More than a year after Teresa Halbach disappeared, her family and prosecutors alike finally let out a sigh Wednesday night after a jury convicted Brendan Dassey in her rape and murder. Dassey’s uncle, Steven Avery, was convicted in her death in March.
“There was certainly some sadness, thanksgiving and relief,” said Mike Halbach, Teresa’s brother.
But it’s not over yet. The wheels of justice will keep grinding away in Dassey’s and Avery’s cases for months as they are sentenced and maybe longer as their attorneys pursue appeals.
“I know that people would like to have closure and have everything be over, but it’s part of the safeguards of our system that there is a review process,” said Deb Smith, division director at the state public defender’s office and a University of Wisconsin-Madison law school lecturer. “In those cases where there is a mistake, there is an opportunity to correct that.”
Halbach vanished on Halloween 2005. Her family launched a search and eventually found her sport utility vehicle in the Avery family salvage yard, where she’d gone to take pictures of a minivan Avery’s sister wanted to sell. Investigators discovered Halbach’s charred remains in a burn pit in the yard and a bullet with Halbach’s DNA on it.
Avery, 44, was charged with being party to first-degree murder, mutilating a corpse and sexually assaulting Halbach.
The case caused an uproar in Wisconsin. Avery had grown into a symbol for wrongful convictions after a DNA test showed he didn’t commit a 1985 rape. He was released from prison in 2003 after serving 18 years in prison. Now he was right back in trouble.
The case took a macabre turn when Dassey told investigators he went to Avery’s trailer on Halloween and saw the 25-year-old Halbach naked and shackled to Avery’s bed.
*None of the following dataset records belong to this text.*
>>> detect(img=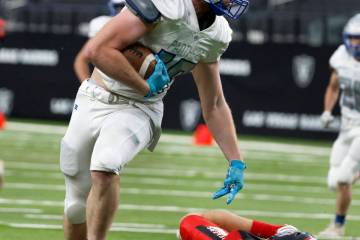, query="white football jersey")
[100,0,232,102]
[330,45,360,120]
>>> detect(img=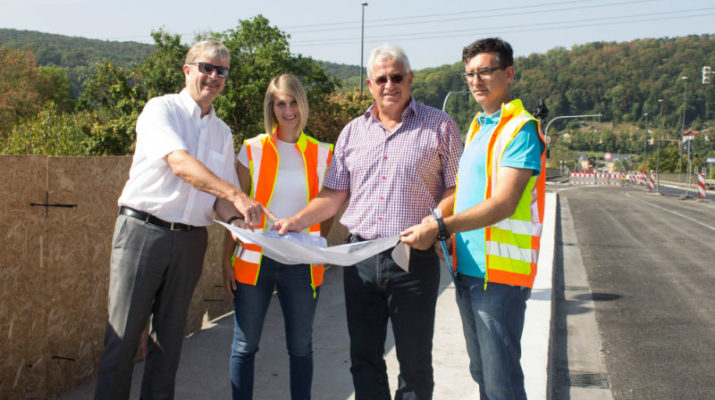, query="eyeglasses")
[373,74,405,86]
[462,67,506,83]
[189,62,228,79]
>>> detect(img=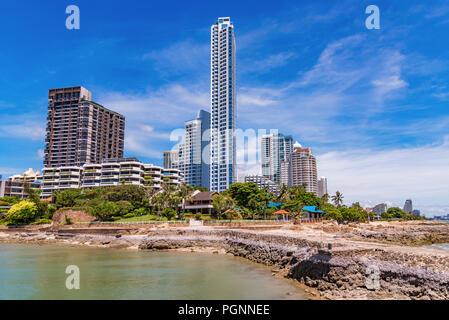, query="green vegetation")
[0,183,56,225]
[5,200,37,224]
[0,182,424,224]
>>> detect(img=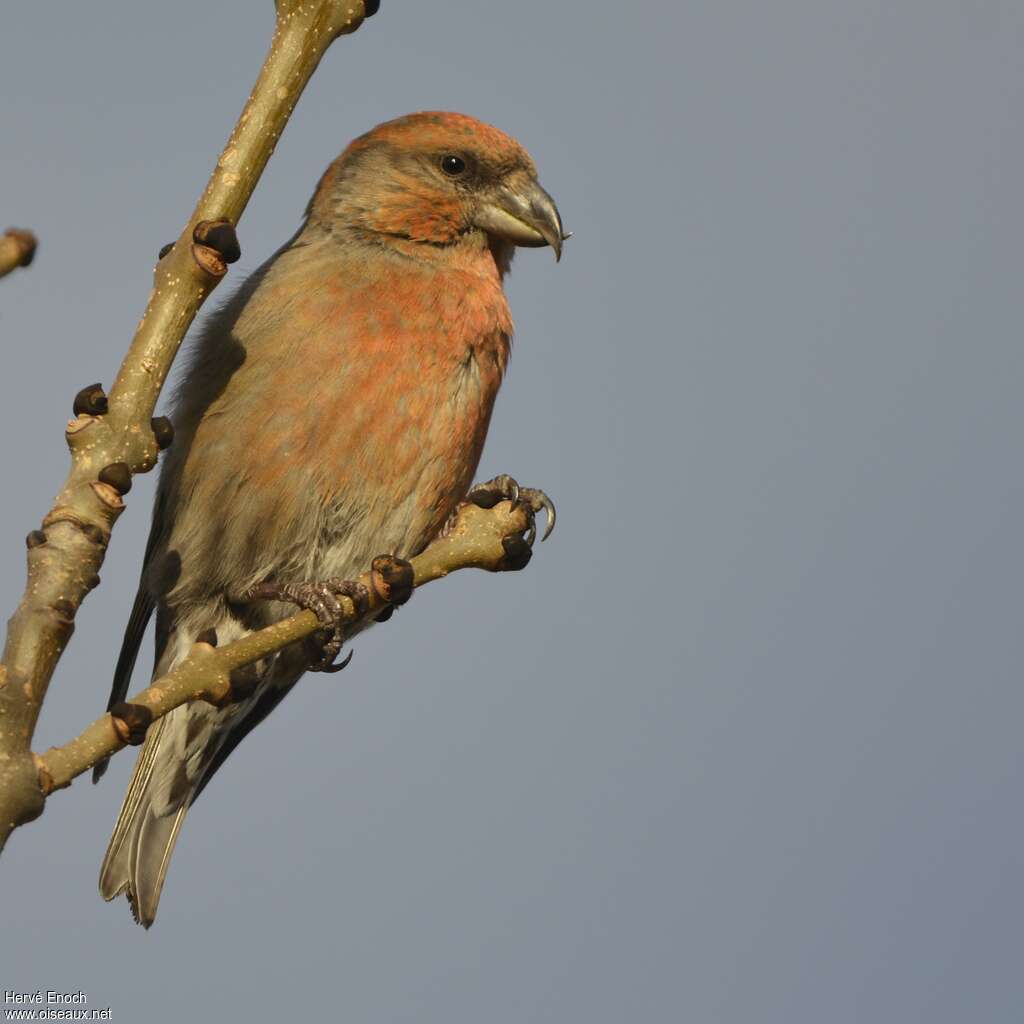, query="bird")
[94,111,567,928]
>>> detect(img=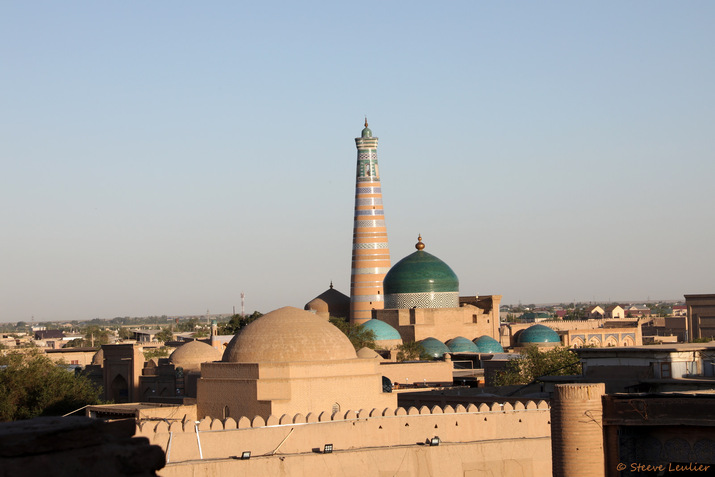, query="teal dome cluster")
[360,318,402,341]
[473,335,504,353]
[517,325,561,344]
[420,337,450,358]
[445,336,479,353]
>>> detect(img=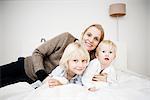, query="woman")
[0,24,104,87]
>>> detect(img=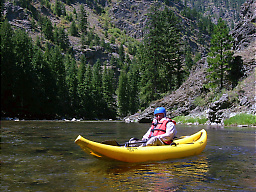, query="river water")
[1,121,256,192]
He said he raped the woman at his uncle’s urging and the two of them stabbed her before Avery shot her multiple times and burned her body.
Dassey, now 17, was charged with being a party to murder, mutilating a corpse and sexual assault. He recanted his confession and took the stand in his own defense, saying he got some of the details of his story from a novel about serial killers. But when prosecutors repeatedly asked him why he would lie to investigators, all Dassey could say was he didn’t know.
Avery was convicted on the murder charge and acquitted on the mutilation count. Prosecutors dismissed the sexual assault charge. Dassey was convicted on all three counts against him. Both of them now face life in prison.
Avery’s attorneys already have filed a motion for a new trial, arguing it was inconsistent to acquit Avery of mutilating Halbach’s corpse while convicting him of her murder. Avery’s attorney, Dean Strang, didn’t return a message Thursday.
Dassey’s attorney, Mark Fremgen, hinted at an appeal moments after Wednesday’s verdicts, saying it only made sense with his client facing life in prison. Fremgen also didn’t return a message.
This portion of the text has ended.